Ma questa volta Scorsese si rassegni, la sua pellicola é noiosa e particolarmente lenta.
Se al botteghino, durato 3 giorni, e sulla piattaforma virtuale il suo film ha toccato numeri da capogiro..bhe il rebus é semplicissimo : De Niro-Pacino-Pesci (E anche Kietel) é la formula vincente. A questo aggiungi anche una forte e continua pubblicità, il gioco è quasi fatto. Ma proprio quel quasi mette tutto in dubbio.
Sottolinenando ancora una volta, che non si discute il talento innato di icone e miti contemporanei del cinema del il trio sopra-citato, hanno tutti 40 anni di film alle spalle con premi e riconoscimenti che non stiamo qui ad elencare (anche perché troppi!) ma questa volta il film é pesante e disinteressante.
Genere malavitoso classico - nostalgica ripresentazione di cose già sapute.
La pellicola ha una trama vista e rivista,con scene letteralmente “scopiazzate” da altri capolavori (scena del battesimo in latino-detto tutto) con personaggi che non si evolvono in nessun aspetto.
Nessuno dei protagonisti propone una trasformazione o crisi per le quali possa lasciare il segno o il ricordo di questo loro adoperato sia sotto il punto di vista memorabile che sentimentale.
Personaggi secondari, spesso inutili, ai quali viene annunciata la morte prima che costoro siano introdotti.
Personaggi ulteriori che scompaiono senza lasciare traccia.
La storia non ha una linea temporale continua, saltando tra presente,passato e trapassato raccontando fatti.
Insomma vederlo una volta é risultato un errore, rivederlo sarebbe un suicidio.
Nonostante la realtà dei fatti la pellicola risulta essere gradita al pubblico,tanto vero da essere classificato uno dei migliori 10 film dell’anno...onestamente non ho nemmeno intenzione di sapere quali possano essere gli altri 9..!

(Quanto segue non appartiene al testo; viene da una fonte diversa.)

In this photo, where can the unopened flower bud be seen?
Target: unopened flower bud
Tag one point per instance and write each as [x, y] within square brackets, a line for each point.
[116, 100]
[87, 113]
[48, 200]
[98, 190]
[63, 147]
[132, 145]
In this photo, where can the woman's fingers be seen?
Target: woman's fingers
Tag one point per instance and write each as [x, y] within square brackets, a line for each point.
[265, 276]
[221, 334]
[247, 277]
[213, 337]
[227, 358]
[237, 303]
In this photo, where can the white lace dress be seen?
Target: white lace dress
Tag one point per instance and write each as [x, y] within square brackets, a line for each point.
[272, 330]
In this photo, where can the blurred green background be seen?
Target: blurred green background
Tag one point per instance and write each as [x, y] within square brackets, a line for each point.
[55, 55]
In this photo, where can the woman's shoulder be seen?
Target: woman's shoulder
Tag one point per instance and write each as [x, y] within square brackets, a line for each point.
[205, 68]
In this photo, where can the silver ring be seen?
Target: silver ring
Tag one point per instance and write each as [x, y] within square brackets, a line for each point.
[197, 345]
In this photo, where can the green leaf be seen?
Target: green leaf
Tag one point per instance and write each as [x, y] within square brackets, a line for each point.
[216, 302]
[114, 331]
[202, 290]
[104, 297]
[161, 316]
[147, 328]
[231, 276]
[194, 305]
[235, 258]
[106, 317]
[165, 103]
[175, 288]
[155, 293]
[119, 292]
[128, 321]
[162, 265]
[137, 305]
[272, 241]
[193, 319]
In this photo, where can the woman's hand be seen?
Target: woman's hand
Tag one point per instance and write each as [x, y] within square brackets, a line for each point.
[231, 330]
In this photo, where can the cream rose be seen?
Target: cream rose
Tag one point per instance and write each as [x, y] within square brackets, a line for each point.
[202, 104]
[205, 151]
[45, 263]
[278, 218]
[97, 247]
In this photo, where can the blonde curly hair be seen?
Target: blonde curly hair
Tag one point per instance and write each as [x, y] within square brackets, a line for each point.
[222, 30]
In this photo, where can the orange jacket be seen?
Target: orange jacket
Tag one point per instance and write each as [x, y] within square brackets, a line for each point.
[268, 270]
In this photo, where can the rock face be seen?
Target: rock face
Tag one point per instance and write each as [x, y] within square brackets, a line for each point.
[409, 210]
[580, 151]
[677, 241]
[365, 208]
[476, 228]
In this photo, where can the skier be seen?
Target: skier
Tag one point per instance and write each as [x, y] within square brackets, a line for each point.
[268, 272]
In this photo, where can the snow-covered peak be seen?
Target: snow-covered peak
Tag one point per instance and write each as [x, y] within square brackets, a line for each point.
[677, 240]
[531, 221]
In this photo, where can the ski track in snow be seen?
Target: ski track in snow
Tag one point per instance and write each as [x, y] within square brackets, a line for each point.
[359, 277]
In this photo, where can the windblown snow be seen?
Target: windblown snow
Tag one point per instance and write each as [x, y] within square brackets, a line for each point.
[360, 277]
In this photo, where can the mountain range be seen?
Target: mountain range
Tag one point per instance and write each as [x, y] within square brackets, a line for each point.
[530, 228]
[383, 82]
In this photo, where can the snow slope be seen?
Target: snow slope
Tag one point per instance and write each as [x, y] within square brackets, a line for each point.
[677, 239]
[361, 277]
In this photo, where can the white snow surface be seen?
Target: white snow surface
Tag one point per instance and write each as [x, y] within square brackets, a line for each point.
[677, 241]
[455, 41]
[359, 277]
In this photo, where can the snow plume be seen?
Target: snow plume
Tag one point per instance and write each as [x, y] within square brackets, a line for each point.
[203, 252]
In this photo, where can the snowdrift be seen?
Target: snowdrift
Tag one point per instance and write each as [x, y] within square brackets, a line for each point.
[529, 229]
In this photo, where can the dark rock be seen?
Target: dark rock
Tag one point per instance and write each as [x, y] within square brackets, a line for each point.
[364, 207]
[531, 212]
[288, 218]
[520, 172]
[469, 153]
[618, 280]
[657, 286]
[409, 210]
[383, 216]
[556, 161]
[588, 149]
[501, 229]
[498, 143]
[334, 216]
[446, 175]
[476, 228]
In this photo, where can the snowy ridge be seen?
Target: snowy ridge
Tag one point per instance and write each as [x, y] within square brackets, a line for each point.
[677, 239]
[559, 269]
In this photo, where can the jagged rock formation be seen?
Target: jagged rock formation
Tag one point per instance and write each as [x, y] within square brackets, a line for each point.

Alla critica di Scorsese sui cinecomic Marvel e sul loro dominio al botteghino, io rispondo che ad oggi non esistono più temi,storie e realizzazioni capaci di creare capolavori di un tempo, o pellicole interessanti per un pubblico più omogeneo.
Perché un film sia un “capolavoro” deve lasciare qualcosa a tutti e non solo a qualcuno.
Deve lasciare quell’incredibile voglia di rivederlo..subito e sempre.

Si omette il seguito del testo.